In fact, over the past few weeks, Omicron has become the number one variant in the United States, representing more than 73% of cases. This variant, which appears to be less aggressive for the fully vaccinated (especially with the booster), is still highly contagious (more than delta); therefore, it spread more rapidly in society. Those who have not yet been fully vaccinated are at high risk of being exposed, becoming seriously ill and even dying. So it is not surprising that unvaccinated patients currently account for the majority of the hospital and intensive care unit due to COVID-19.

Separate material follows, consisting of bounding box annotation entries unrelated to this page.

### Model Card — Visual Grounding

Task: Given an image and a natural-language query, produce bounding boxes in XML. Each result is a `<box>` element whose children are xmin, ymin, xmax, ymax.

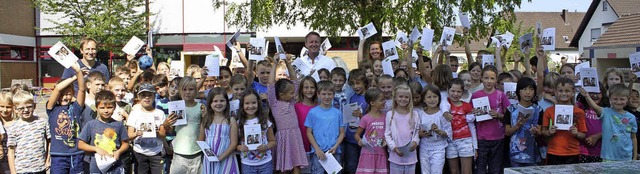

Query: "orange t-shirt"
<box><xmin>542</xmin><ymin>105</ymin><xmax>587</xmax><ymax>156</ymax></box>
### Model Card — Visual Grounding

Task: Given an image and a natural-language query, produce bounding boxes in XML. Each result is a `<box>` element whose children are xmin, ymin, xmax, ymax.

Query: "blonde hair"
<box><xmin>13</xmin><ymin>91</ymin><xmax>35</xmax><ymax>105</ymax></box>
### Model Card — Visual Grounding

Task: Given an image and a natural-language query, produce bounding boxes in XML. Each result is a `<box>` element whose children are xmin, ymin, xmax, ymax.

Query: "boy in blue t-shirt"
<box><xmin>580</xmin><ymin>84</ymin><xmax>638</xmax><ymax>161</ymax></box>
<box><xmin>47</xmin><ymin>62</ymin><xmax>86</xmax><ymax>173</ymax></box>
<box><xmin>304</xmin><ymin>81</ymin><xmax>344</xmax><ymax>174</ymax></box>
<box><xmin>78</xmin><ymin>91</ymin><xmax>129</xmax><ymax>173</ymax></box>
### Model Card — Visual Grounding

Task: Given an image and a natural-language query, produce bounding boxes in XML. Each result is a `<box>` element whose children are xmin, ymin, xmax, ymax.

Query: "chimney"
<box><xmin>561</xmin><ymin>9</ymin><xmax>569</xmax><ymax>24</ymax></box>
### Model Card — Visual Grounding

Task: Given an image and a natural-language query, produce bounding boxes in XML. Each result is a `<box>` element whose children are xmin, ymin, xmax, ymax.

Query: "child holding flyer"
<box><xmin>47</xmin><ymin>62</ymin><xmax>86</xmax><ymax>173</ymax></box>
<box><xmin>384</xmin><ymin>85</ymin><xmax>420</xmax><ymax>174</ymax></box>
<box><xmin>199</xmin><ymin>87</ymin><xmax>240</xmax><ymax>174</ymax></box>
<box><xmin>542</xmin><ymin>77</ymin><xmax>587</xmax><ymax>165</ymax></box>
<box><xmin>580</xmin><ymin>84</ymin><xmax>638</xmax><ymax>161</ymax></box>
<box><xmin>304</xmin><ymin>80</ymin><xmax>344</xmax><ymax>174</ymax></box>
<box><xmin>471</xmin><ymin>65</ymin><xmax>511</xmax><ymax>174</ymax></box>
<box><xmin>78</xmin><ymin>91</ymin><xmax>129</xmax><ymax>173</ymax></box>
<box><xmin>7</xmin><ymin>91</ymin><xmax>51</xmax><ymax>173</ymax></box>
<box><xmin>236</xmin><ymin>89</ymin><xmax>276</xmax><ymax>174</ymax></box>
<box><xmin>502</xmin><ymin>77</ymin><xmax>542</xmax><ymax>167</ymax></box>
<box><xmin>418</xmin><ymin>85</ymin><xmax>452</xmax><ymax>174</ymax></box>
<box><xmin>354</xmin><ymin>88</ymin><xmax>389</xmax><ymax>174</ymax></box>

Knowing that a large number of Latinxes are not yet fully vaccinated and understand the health gaps and social disparities affecting this group, it is reasonable to assume that the Latinx community will be disproportionately affected by the pain and grief of the new wave of Covid19 -pandemic. More efforts and resources need to be identified to continue educating and empowering the Latinx community to comply with vaccination and other proven preventive measures that will protect them from COVID-19 and its devastating consequences now and in the future. In addition, medical schools, communities and other related health institutions need to become more socially and culturally aware and advocate for a diverse, inclusive health system that promotes equality and reduces inequalities.
Miriam Zylberglait Lisigurski is an internal physician. Ricardo Correa is an endocrinologist.